Deputy Leader of the Opposition, Haryana Legislative Assembly
- In office 2 November 2019 – 12 September 2024
- Governor: Bandaru Dattatreya
- Speaker: Gian Chand Gupta
- Leader of the Opposition: Bhupinder Singh Hooda

Minister of Transport, Government of Haryana
- In office 20 October 2013 – 27 October 2014
- Additional Ministry and Departments: Tourism; Printing & Stationery;

Member of the Haryana Legislative Assembly
- Incumbent
- Assumed office 24 October 2019
- Preceded by: Zakir Hussain
- Constituency: Nuh
- In office 22 October 2009 – 15 October 2014
- Preceded by: Habib Ur Rehman
- Succeeded by: Zakir Hussain
- Constituency: Nuh

Personal details
- Born: 27 January 1966 (age 60) Faridabad, Haryana, India
- Party: Indian National Congress
- Parent: Khurshid Ahmed
- Education: B. Com, LLB
- Alma mater: Punjab University
- Occupation: Businessman, farmer and lawyer

= Aftab Ahmed (Indian politician) =

Indian politician

Chaudhary Aftab Ahmed is an Indian politician, who has served as the Deputy Leader of Opposition of the Haryana Legislative Assembly from 2019 to 2024. He has also served as the Minister of Transport, Tourism, Printing & Stationery in the Government of Haryana and as the Vice-President of the Haryana Pradesh Congress Committee. He is a member of the Haryana Legislative Assembly from the Nuh constituency since 2019.

==Early life and family==
Aftab Ahmed was born on 27 January 1966 in Dhouj village of Faridabad to Khurshid Ahmed and Firdos Begum.

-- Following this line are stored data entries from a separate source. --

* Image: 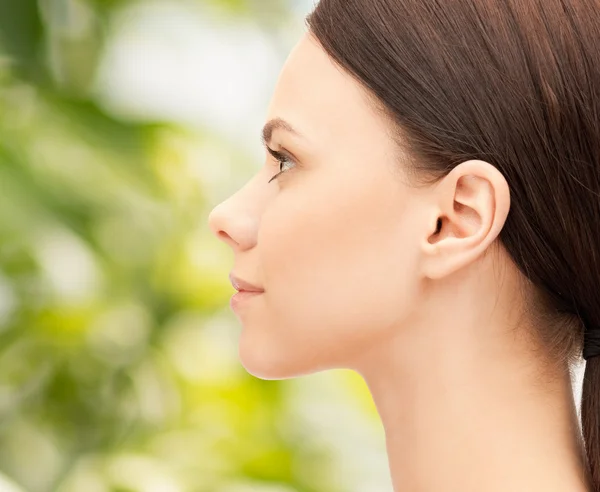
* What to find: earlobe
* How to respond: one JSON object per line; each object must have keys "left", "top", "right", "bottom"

{"left": 421, "top": 160, "right": 511, "bottom": 280}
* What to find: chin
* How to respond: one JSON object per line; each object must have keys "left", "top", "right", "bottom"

{"left": 238, "top": 352, "right": 303, "bottom": 380}
{"left": 238, "top": 342, "right": 324, "bottom": 381}
{"left": 237, "top": 325, "right": 341, "bottom": 379}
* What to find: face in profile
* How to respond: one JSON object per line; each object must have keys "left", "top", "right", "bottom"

{"left": 208, "top": 32, "right": 429, "bottom": 380}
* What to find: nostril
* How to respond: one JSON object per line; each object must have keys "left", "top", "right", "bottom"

{"left": 216, "top": 230, "right": 236, "bottom": 247}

He obtained a Bachelor of Commerce degree from GGDSD College Chandigarh, Punjab University and LLB degree from MDU, Rohtak.

His father was elected as Member of the Legislative Assembly from Nuh Assembly of Punjab in 1962, Taoru Assembly of Haryana in 1968 and 1977, and again from Nuh Assembly of Haryana in 1987 and 1996. His father served as a Cabinet Minister thrice in the Government of Haryana and was later elected as Member of Parliament, Lok Sabha in a bypoll election.

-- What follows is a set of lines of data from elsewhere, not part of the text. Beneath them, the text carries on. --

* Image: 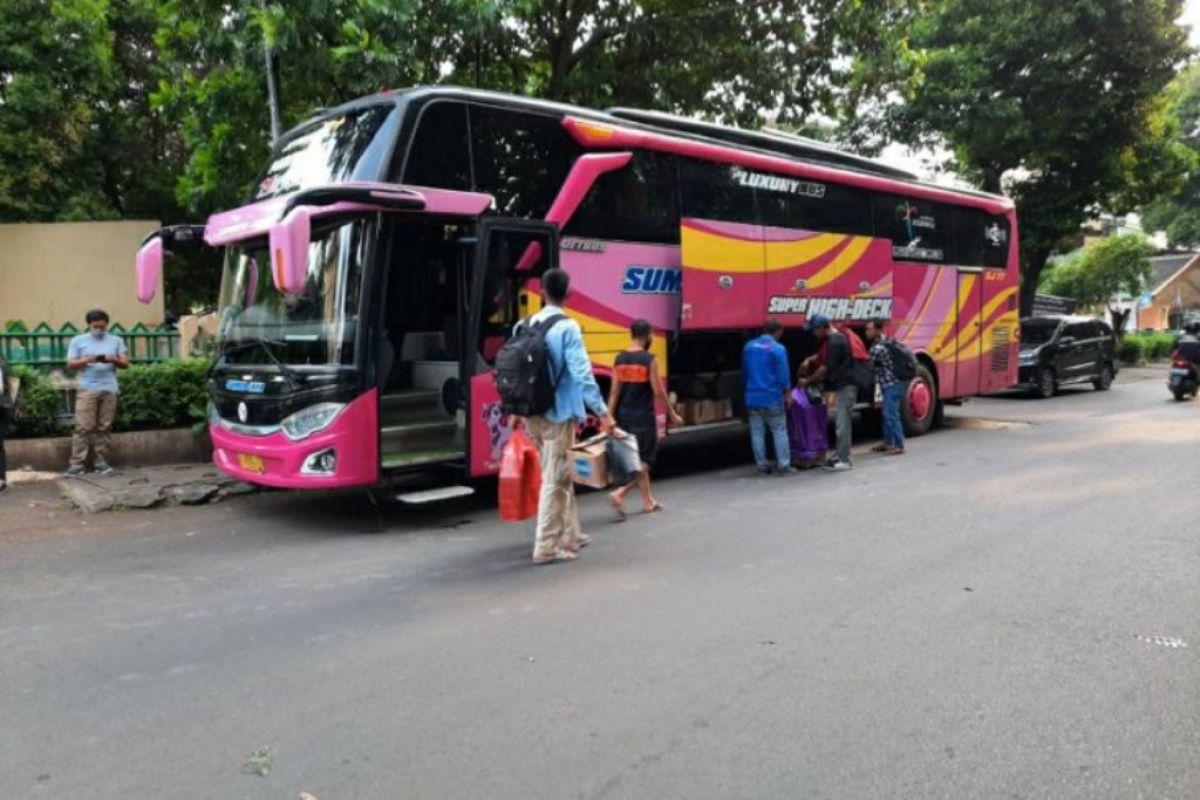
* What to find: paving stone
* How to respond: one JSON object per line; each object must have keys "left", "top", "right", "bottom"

{"left": 217, "top": 481, "right": 259, "bottom": 498}
{"left": 113, "top": 484, "right": 166, "bottom": 509}
{"left": 56, "top": 464, "right": 256, "bottom": 512}
{"left": 57, "top": 479, "right": 115, "bottom": 514}
{"left": 165, "top": 484, "right": 220, "bottom": 505}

His grandfather Chaudhary Kabir Ahmed was elected as Member of the Legislative Assembly from Nuh Assembly, Haryana in 1975 and from Taoru Assembly, Haryana in 1982.

==Personal life==
Ahmed married Memuna Sultan and has three children.

==Political career==
He started his political career in 1991 from Taoru and in 2013 he was inducted into the cabinet as transport minister. He has served Indian National Congress at organisational level in different capacities and also as chief whip of the Congress Legislature Party.

He served as the Deputy Leader of Opposition of Haryana from November 2019 to September 2024.

== Controversies ==

=== Involvement in instigating 1993 Mewat Riots ===
The 1993 Mewat riots in the southern region of Haryana's Gurgaon district (modern-day Nuh district) erupted following the demolition of the Babri Masjid, triggering violence between the region's Meo Muslim community and Hindus. The unrest began on 7 December 1992, after rumors spread that Hindus in Nuh were celebrating the mosque's demolition, leading to Muslim mobs attacking Hindu temples in Nuh, Punhana, and Pinangwan.

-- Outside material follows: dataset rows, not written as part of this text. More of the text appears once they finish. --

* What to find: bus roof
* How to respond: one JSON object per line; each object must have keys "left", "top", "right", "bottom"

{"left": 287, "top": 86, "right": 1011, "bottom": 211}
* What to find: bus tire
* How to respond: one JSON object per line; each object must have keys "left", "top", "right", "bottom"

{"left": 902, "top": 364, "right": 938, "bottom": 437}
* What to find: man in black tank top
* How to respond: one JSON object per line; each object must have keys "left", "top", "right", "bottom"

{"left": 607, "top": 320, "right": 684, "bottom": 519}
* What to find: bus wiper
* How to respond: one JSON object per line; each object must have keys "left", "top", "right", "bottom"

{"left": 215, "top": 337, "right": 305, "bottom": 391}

The violence, reportedly instigated by Aftab's father, Khurshid Ahmed, involved hired youth who ransacked and burned temples, and even committed atrocities like burning a cow alive. The police's delayed response escalated tensions, resulting in indiscriminate raids and alleged abuses against the Meo community, with many villagers fleeing their homes.

Tayyab Husain, and his son Zakir Hussain, who was an MLA from the neighboring Taoru constituency, were also implicated by some in the Muslim community. They were political rivals of Khurshid Ahmed and Aftab Ahmed and were accused of exploiting the situation to expand their influence among the Meos.

Politicians Aftab Ahmed and his father Khurshid Ahmed, were booked for instigating the riots and went into hiding, while former minister Tayyab Hussain and his son Zakir Hussain, an MLA from Taoru, were accused by some of exploiting the situation for political gain. Both communities were left distrustful of the police, who were widely criticized for their handling of the situation, and the region, previously peaceful, was deeply scarred by the violence.